Objective: Evaluate reduction in progressively motile sperm per high power field (HPF) in midcycle cervical mucus after intercourse with Ovaprene: an investigational monthly non-hormonal vaginal contraceptive consisting of a vaginal ring and mechanical barrier, releasing spermiostatic ferrous gluconate. Study design: Open-label, multicenter study enrolling heterosexually-active women with previous permanent contraception. Participants underwent a baseline postcoital test cycle with no device to confirm the presence of sperm, followed by one diaphragm postcoital test cycle, one Ovaprene safety cycle, and two Ovaprene postcoital test cycles.
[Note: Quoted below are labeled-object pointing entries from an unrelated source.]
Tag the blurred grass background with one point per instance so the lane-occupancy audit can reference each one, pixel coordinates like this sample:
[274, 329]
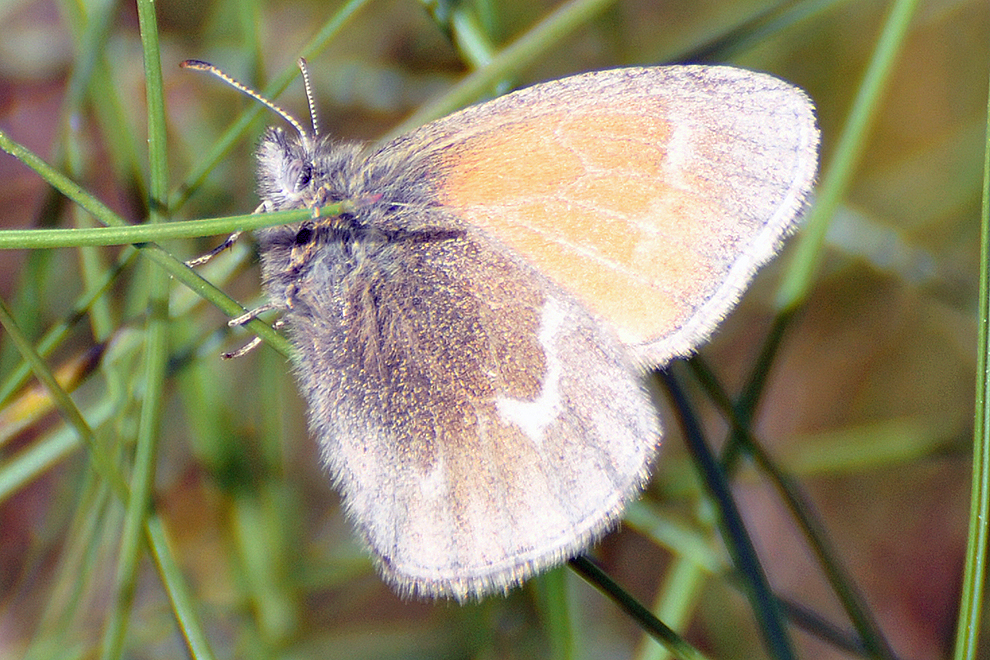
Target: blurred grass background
[868, 405]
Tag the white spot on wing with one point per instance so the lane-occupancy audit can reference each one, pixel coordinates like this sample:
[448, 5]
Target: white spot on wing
[533, 417]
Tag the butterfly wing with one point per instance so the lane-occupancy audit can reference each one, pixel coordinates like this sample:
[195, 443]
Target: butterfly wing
[652, 194]
[479, 423]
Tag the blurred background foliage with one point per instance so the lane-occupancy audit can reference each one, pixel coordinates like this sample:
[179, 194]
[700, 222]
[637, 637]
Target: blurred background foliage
[868, 405]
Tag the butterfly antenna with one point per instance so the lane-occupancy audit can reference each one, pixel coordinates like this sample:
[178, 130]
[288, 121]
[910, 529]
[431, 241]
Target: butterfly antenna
[199, 65]
[309, 96]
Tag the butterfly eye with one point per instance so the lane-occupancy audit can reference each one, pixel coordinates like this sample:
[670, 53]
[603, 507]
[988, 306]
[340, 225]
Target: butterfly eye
[304, 235]
[298, 175]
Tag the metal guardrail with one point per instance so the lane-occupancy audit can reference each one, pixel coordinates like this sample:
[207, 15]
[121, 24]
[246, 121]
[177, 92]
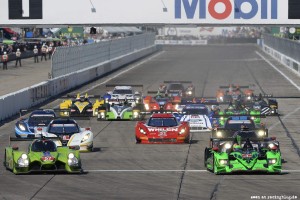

In each postcoital test cycle, participants underwent a midcycle cervical mucus evaluation to confirm an Insler score ≥10 and absence of sperm, and then returned two to four hours after vaginal intercourse for repeat cervical mucus evaluation. We considered <5 progressively motile sperm/HPF indicative of preliminary contraceptive effectiveness. Results: We enrolled 38 participants; 23 completed the study. All participants had ≥5 progressively motile sperm/HPF in the baseline cycle and <5 progressively motile sperm/HPF in all 49 Ovaprene cycles and all 35 diaphragm cycles, meeting the definition of a successful postcoital test. This was true regardless of examiner blinding, prior vaginal delivery or vaginal ring use, body mass index, or dislodgements noted by the participant or investigator. The mean of 27.2 (±17.9) progressively motile sperm/HPF in baseline postcoital test cycles was reduced to 0.5 (±1.1) and 0.5 (±1.3) progressively motile sperm/HPF in the first and second Ovaprene cycles, respectively. Ovaprene fit all participants and all could insert, position, and remove it. Conclusion: Use of Ovaprene resulted in meeting the prespecified criterion for contraceptive effect by all participants during all postcoital test cycles. Implications: The finding that use of Ovaprene, an investigational monthly non-hormonal vaginal contraceptive, resulted in postcoital testing of cervical mucus that met the pre-specified definition of success (<5 progressively motile sperm/HPF) supports further evaluation of contraceptive efficacy of the device in users at risk for pregnancy.